The former publishers of the News of the World have failed in their attempt to overturn the £200,000 defamation victory secured by the Scottish politician Tommy Sheridan a decade ago.
Judges at the court of session in Edinburgh rejected the appeal by News Group Newspapers (NGN) to set aside a 2006 civil jury verdict, which the then leader of the Scottish Socialist party won against the newspaper after it printed allegations about his sex life.
Sheridan was subsequently convicted of perjury in 2010 following a police investigation, and served just over a year of his three-year prison sentence. The former MSP has always denied the allegations and launched an unsuccessful attempt to appeal against his conviction.
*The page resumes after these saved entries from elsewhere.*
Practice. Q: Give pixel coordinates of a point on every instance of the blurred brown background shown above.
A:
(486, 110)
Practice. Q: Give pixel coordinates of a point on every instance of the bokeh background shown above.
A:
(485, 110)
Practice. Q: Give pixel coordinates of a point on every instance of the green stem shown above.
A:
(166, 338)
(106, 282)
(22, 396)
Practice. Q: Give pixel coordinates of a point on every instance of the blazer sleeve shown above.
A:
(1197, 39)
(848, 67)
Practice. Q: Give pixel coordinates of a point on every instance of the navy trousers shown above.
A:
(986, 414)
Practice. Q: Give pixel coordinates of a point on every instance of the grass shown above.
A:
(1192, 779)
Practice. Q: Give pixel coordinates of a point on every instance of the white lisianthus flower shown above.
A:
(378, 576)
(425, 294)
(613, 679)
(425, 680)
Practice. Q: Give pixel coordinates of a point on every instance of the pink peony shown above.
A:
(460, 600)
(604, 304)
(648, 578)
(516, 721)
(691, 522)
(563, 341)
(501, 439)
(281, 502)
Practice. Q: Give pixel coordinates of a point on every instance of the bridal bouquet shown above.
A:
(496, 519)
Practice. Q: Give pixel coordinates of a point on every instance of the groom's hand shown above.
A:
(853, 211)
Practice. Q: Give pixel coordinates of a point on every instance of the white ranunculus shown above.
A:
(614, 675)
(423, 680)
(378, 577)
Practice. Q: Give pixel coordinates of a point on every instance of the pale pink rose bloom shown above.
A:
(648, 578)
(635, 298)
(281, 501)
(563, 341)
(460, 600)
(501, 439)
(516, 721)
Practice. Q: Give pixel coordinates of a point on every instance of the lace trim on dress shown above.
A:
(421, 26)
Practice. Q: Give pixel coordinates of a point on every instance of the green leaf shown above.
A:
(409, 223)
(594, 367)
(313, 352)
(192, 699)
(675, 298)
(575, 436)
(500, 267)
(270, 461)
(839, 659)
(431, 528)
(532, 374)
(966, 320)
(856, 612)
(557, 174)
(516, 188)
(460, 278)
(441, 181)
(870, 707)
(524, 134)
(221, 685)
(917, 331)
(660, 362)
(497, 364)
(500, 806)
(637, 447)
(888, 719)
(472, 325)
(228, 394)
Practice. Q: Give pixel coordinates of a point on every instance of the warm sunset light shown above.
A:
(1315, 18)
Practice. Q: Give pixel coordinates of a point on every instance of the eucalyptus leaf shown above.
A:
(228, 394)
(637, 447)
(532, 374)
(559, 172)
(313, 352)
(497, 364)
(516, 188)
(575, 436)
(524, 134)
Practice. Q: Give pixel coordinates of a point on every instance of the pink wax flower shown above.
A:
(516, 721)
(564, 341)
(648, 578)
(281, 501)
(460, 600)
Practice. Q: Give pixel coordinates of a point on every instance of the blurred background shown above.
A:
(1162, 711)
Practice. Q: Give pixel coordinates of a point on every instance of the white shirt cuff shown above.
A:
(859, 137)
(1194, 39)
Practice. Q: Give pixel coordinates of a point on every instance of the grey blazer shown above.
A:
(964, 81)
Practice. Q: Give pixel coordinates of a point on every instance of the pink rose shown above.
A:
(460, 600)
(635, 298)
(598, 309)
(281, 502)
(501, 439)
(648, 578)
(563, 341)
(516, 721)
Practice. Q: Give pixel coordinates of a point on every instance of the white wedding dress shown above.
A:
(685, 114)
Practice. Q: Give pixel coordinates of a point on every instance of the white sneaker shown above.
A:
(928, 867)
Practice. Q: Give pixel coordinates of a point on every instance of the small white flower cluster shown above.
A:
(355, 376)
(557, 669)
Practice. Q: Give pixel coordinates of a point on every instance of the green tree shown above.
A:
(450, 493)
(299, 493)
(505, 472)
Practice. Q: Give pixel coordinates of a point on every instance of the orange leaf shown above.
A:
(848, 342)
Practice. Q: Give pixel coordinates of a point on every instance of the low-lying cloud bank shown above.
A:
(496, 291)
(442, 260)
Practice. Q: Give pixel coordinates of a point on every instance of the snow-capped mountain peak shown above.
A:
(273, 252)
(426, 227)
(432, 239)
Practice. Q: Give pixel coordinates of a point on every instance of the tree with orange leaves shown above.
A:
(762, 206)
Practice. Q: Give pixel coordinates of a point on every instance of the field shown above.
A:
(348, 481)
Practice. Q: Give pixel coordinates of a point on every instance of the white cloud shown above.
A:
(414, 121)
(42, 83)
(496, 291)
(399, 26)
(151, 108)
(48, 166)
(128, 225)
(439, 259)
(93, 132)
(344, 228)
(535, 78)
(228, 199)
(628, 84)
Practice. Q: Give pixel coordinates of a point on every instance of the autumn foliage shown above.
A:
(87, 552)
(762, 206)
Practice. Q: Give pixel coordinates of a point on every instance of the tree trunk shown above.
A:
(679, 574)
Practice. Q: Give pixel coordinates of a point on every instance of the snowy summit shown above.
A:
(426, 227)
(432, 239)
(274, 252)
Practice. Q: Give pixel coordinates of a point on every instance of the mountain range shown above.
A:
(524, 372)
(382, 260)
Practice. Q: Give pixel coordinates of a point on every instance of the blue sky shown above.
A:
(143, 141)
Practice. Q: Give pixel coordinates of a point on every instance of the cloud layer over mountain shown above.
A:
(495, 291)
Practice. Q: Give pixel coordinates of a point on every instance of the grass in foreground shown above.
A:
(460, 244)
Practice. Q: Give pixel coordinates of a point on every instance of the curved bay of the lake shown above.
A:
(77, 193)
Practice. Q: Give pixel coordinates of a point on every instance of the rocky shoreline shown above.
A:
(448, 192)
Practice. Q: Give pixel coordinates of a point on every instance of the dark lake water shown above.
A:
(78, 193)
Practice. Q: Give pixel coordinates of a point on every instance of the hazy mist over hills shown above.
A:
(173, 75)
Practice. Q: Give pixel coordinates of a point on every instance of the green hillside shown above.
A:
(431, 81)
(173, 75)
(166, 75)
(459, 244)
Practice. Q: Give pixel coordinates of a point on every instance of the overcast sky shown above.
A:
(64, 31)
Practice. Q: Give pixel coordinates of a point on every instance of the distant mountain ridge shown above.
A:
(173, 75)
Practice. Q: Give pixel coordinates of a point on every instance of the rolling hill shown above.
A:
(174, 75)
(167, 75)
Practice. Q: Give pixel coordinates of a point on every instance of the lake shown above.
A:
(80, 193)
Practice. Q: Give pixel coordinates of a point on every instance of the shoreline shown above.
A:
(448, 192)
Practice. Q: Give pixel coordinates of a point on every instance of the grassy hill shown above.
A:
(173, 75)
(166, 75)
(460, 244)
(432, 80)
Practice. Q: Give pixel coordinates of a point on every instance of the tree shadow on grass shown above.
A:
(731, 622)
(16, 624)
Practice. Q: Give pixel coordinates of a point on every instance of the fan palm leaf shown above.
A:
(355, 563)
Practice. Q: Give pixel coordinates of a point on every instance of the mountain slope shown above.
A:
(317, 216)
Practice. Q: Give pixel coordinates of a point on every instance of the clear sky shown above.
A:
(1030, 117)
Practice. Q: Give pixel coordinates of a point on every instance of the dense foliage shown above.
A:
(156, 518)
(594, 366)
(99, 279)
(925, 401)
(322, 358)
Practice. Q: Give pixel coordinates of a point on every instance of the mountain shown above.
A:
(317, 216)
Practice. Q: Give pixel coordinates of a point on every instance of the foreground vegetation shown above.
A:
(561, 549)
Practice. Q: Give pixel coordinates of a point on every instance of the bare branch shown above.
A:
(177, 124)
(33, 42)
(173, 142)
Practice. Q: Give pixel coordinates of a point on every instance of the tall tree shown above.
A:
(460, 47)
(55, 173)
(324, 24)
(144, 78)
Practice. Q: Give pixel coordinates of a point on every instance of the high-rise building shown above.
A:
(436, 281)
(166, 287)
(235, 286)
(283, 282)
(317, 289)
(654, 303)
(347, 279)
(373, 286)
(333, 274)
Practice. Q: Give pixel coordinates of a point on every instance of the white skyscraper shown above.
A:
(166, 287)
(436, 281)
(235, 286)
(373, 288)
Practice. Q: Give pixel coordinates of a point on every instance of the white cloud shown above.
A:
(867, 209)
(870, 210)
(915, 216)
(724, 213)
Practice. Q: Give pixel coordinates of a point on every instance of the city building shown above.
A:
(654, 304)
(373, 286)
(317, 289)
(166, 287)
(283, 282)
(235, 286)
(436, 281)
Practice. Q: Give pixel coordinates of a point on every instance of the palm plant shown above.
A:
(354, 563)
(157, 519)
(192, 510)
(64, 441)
NGN had argued in the court of session that the civil verdict was unsafe because of Sheridan’s subsequent perjury conviction, but a written summary of opinion issued on Friday by Lady Paton, Lord Drummond Young and Lord McGhie said the reasoning of the 2006 jury had not been not undermined.
The judgment read: “It was noted that the verdict of a civil jury should be treated with considerable respect. Current social standards were very much a jury question.
“The jurors had heard and seen all the witnesses and the written evidence, and were the judges of the facts, deciding questions of credibility and reliability. The jurors would apply the directions in law given by the trial judge.
“Those directions included an instruction that if the jury found that some (but not all) of the allegations made against Mr Sheridan were proved, they still had to assess whether the unproved and unsubstantiated allegations materially injured Mr Sheridan’s reputation.
“Thus it was open to the jury to disbelieve some of Mr Sheridan’s evidence, to find certain evidence led on behalf of NGN established, yet still to conclude that Mr Sheridan had been defamed. Several lines or routes of reasoning had been open to the civil jury, at least one of which was not undermined by the perjury conviction or by the three new items relied upon by NGN.
“In that context, the court felt that certain material (unproved), which seemed to demonstrate unacceptable and possibly illegal conduct on the part of NGN’s staff, should not be ignored. In the result, the civil jury’s verdict and assessment of damages remain unaltered.”
A spokeswoman for News UK, of which NGN is a part, said: “We are disappointed by today’s outcome of our appeal given Mr Sheridan’s criminal conviction for perjury in giving his evidence to the court in the original libel trial. We are now considering all our options.”
In June 2015, the former editor of the News of the World Andy Coulson was cleared of perjury in the high court in Edinburgh after being charged with lying under oath about his knowledge of phone hacking when he appeared as a witness during Sheridan’s 2010 trial.